Tuesday, August 23, 2022

The Sign of Peace and Other Liturgical “Options”


Dear Parishioners,

I question how many people know what it actually says in our liturgical books (the Roman Missal) about the sign of peace.  I quote from the rubrics (liturgical instructions printed in red):  Then, if appropriate, the deacon or priest adds: “Let us offer each other the sign of peace.”  It appears to be left to the priest’s discretion whether or not he invites people to exchange the sign of peace at Mass. 

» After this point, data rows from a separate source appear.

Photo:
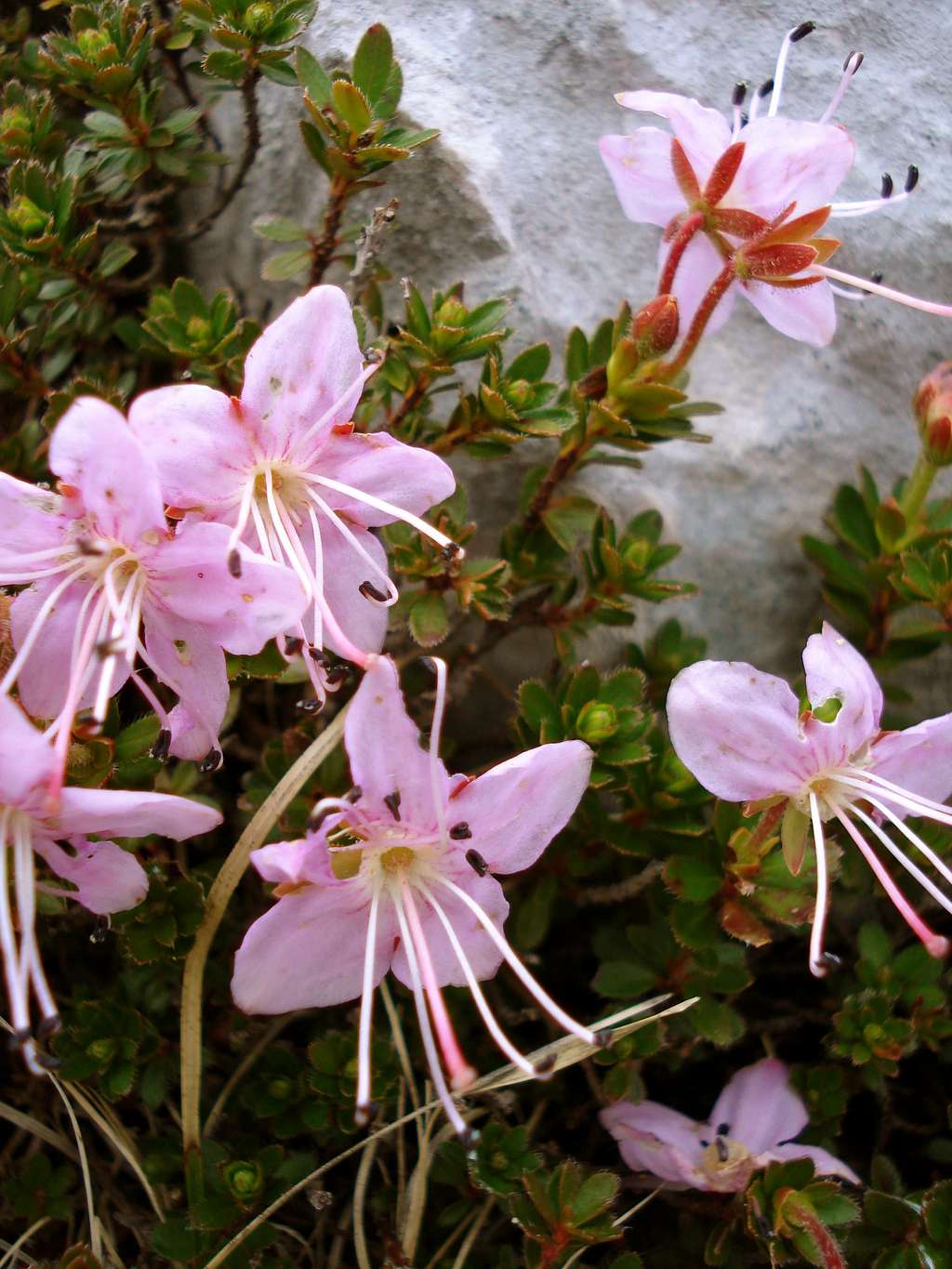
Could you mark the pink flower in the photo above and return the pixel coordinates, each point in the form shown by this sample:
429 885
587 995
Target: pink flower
753 1123
284 466
106 877
106 571
399 876
742 201
744 737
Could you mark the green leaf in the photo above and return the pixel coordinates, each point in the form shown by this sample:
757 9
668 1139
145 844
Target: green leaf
312 76
278 229
372 61
430 621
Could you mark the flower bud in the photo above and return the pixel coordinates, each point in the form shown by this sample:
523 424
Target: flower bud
655 326
933 411
597 722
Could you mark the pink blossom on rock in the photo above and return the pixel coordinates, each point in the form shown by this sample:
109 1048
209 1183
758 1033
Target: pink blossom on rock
399 877
108 584
106 877
284 469
753 1123
747 195
744 737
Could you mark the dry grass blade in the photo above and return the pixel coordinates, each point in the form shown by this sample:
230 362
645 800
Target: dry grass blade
567 1052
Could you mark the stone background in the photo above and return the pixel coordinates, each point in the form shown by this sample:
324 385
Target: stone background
514 199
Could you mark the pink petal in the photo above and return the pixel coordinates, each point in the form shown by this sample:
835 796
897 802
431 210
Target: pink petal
789 160
918 759
190 576
25 759
697 270
517 807
836 670
132 815
760 1108
384 747
30 517
480 951
94 451
107 877
824 1163
640 167
302 364
808 313
45 677
704 132
736 730
193 665
361 619
656 1140
200 444
410 477
309 951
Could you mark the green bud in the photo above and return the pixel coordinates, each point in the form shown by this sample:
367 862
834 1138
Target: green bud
32 221
91 44
451 312
258 17
244 1179
597 722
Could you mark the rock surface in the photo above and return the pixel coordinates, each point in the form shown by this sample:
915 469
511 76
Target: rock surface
514 199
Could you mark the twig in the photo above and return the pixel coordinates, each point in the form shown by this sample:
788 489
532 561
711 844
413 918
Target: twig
369 244
253 141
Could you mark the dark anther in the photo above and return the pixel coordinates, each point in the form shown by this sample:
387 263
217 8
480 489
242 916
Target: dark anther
211 761
476 862
392 803
48 1025
365 1113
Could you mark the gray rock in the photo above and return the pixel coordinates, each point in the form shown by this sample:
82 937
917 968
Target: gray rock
514 198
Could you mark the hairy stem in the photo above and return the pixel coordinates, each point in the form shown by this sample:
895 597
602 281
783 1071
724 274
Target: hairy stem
218 896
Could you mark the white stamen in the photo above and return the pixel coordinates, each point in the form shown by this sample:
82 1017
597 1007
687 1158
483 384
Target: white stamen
853 62
493 1026
426 1029
913 869
350 537
389 509
364 1035
437 788
900 297
823 890
522 973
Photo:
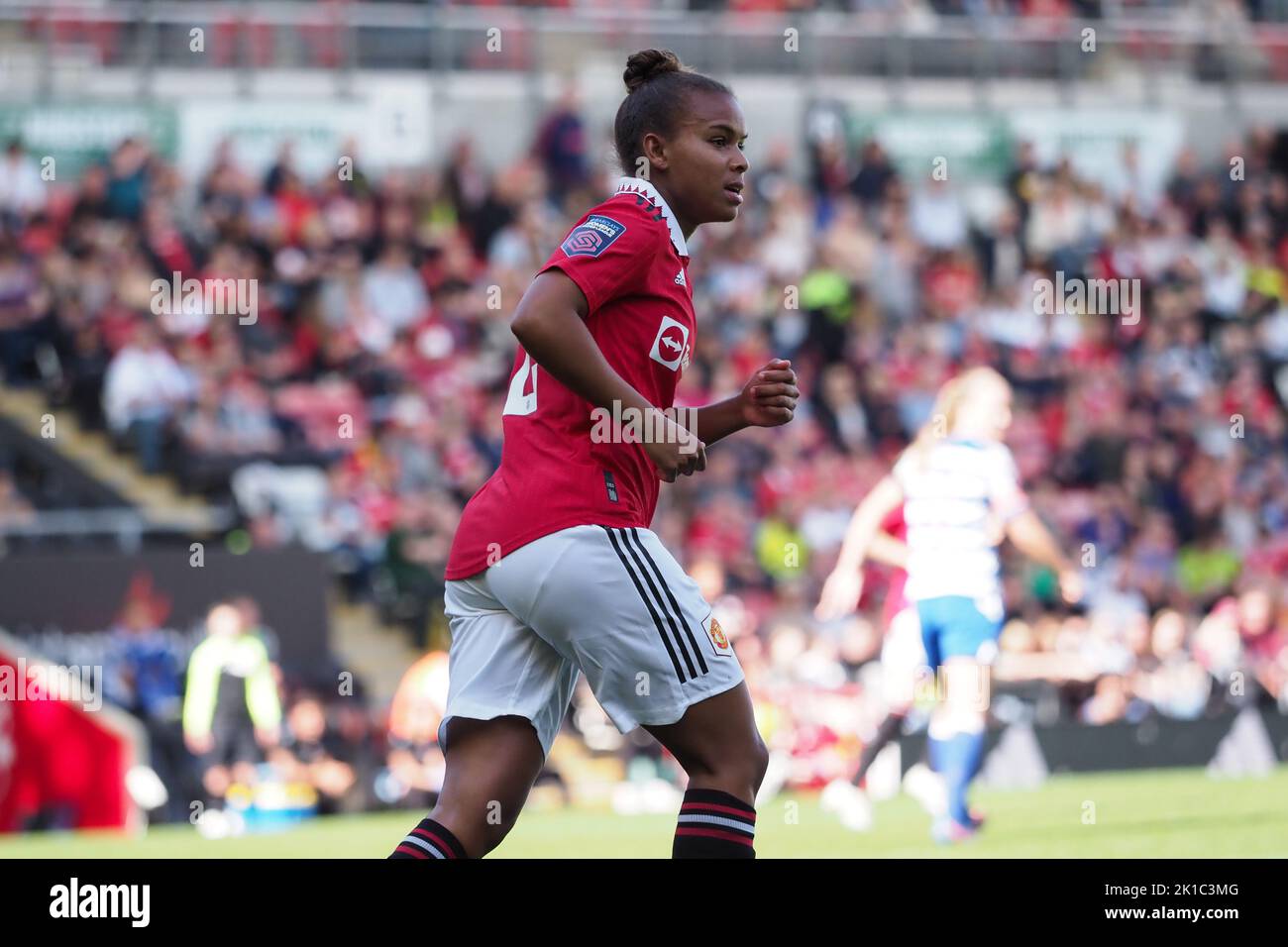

There are numerous options given to a priest during Mass. There is the choice of penitential rite, the choice of Eucharistic Prayer and the choice of final blessing, just to name a few.  A priest may wear Gothic or Roman vestments. A priest may incorporate Latin (Sanctus, Agnus Dei) and Greek (Kyrie) into the Mass.  A priest can decide whether to offer Mass using the prayers for the saint of the day (when it is an optional memorial) or not. (Then, the liturgical colors of the vestments would sometimes change accordingly.)  A priest may choose to use incense at Mass.  Etc., etc., etc.  Lots of options are given.  Perhaps too many.

What’s my point?

With so many options at the discretion of the priest-celebrant, the Mass can look quite different from parish to parish, let alone from diocese to diocese or country to country.  (And, I am not speaking about language/cultural differences here.)  The Mass—which was once a unifying point for Catholics throughout the world—has, at many times, become a place of confusion and sometime outright contention.  I don’t like that type of music.  Why do you have to use Latin?  Incense makes me cough.  There should be more time for silence.  We should/should not use bells.  Get the picture?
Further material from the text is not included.